All shapes and sizes: Cornell University students design, develop fashion line to add choices in plus-size clothing
Illustration by Lindsey Leigh | Contributing Illustrator
Feb. 23 through March 1 marks National Eating Disorder Awareness Week, which promotes awareness of eating disorders and body image issues. A group of students at Cornell University is creating and developing a clothing line that aims to stretch body image consciousness to celebrate all shapes and sizes.
Brandon Wen, a junior fiber science and apparel design major, worked with classmates to create a plus-sized clothing line for a project last year.
“For me, the draw to plus-sized people is their bodies and trying to find what it is I like about them, seeing them as something more objective and artful and less like this is a body and this is what the standard is and this isn’t,” he said.
Wen and Laura Zwanziger, also a junior fiber science and apparel design major, worked with an exchange student to create the line for a class project. Wen and Zwanziger’s “Ruben’s Women” line is named for painter Peter Paul Ruben, a Baroque painter who is famous for his sexual portrayal of fleshy women, Zwanziger said.
Wen and Zwanziger were looking to design clothes to fit precisely to plus-sized bodies. They saw a deficiency in clothing that was available for plus-sized women. Clothing is often designed to fit other sizes and just enlarged for plus-size clothing, Zwanziger said.
Zwanziger cited the statistic that plus-sized women hold 28 percent of the buying power and use only 17 percent. She added that the deficiency in the market exists because markets shift and what’s considered “beautiful” also shifts.
“It means that garments are not there because nobody’s making them and if they’re making them, they’re poorly made or shapeless,” Zwanziger said. “People were really upset because fat sits differently on everybody. The generalizations of plus size meant that you were wearing a sack. Nobody feels good in that.”
Wen and Zwanziger said the biggest challenge they faced throughout the process was the lack of plus-sized mannequins that were available. They went through an extensive process to create their own mannequin. Most existing mannequins, Zwanziger said, are created based on the fit of the inside of a woven article of clothing
“That’s why a lot of clothes don’t fit anybody regardless of their size because they’re not designed for a body, they’re designed for the inside of a woven garment,” she said.

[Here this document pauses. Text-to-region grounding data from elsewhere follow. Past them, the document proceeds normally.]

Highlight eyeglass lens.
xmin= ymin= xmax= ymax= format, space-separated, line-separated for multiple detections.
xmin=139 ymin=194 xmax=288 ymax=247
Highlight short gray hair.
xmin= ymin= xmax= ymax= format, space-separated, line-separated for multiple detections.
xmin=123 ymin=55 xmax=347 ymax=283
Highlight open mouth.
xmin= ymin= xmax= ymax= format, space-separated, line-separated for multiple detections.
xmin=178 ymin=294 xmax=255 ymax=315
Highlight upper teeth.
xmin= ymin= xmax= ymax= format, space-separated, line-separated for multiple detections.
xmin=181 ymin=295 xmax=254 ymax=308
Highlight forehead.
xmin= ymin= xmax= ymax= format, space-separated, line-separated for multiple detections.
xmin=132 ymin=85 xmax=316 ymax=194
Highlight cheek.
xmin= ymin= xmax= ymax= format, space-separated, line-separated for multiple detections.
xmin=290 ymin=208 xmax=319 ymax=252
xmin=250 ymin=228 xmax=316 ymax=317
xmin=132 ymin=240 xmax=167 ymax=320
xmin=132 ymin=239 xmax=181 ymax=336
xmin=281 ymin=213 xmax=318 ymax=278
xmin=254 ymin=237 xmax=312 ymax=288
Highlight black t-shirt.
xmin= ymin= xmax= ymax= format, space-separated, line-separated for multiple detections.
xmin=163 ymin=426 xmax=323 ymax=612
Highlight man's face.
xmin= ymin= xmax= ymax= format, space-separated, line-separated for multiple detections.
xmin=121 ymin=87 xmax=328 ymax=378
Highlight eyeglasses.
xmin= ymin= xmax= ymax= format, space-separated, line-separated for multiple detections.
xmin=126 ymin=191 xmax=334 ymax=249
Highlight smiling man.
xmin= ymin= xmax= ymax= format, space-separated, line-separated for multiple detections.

While he was designing the line, Wen said he was trying to address the stigma within the industry of plus size being equal to obesity. He said he wanted to promote “people accepting their bodies the way they are.”
He said he is interested in the artistic aspect of designing for plus-sized women, and since Zwanziger has been abroad, Wen has focused on moving the line in this direction and will promote it at the school fashion show in April.
“I want to take it in more of an artistic direction, making the clothing a bit more conceptual, because I know for the project it was more of a product development course,” Wen said. “I am more interested in making an art piece and part of it is deciding what that means for this specific niche because there’s a lack of it in plus-sized clothing.”
Many design schools are “very scared” to design for plus-sized figures because it’s more challenging, Zwanziger said.
“(It’s about) really designing for a body and taking inspiration from a body, as opposed to trying to fit everybody into one standard system because there’s so many bodies out there,” she said. “You can’t say that one’s right and one’s wrong because they’re all different and they all deserve to have choices.”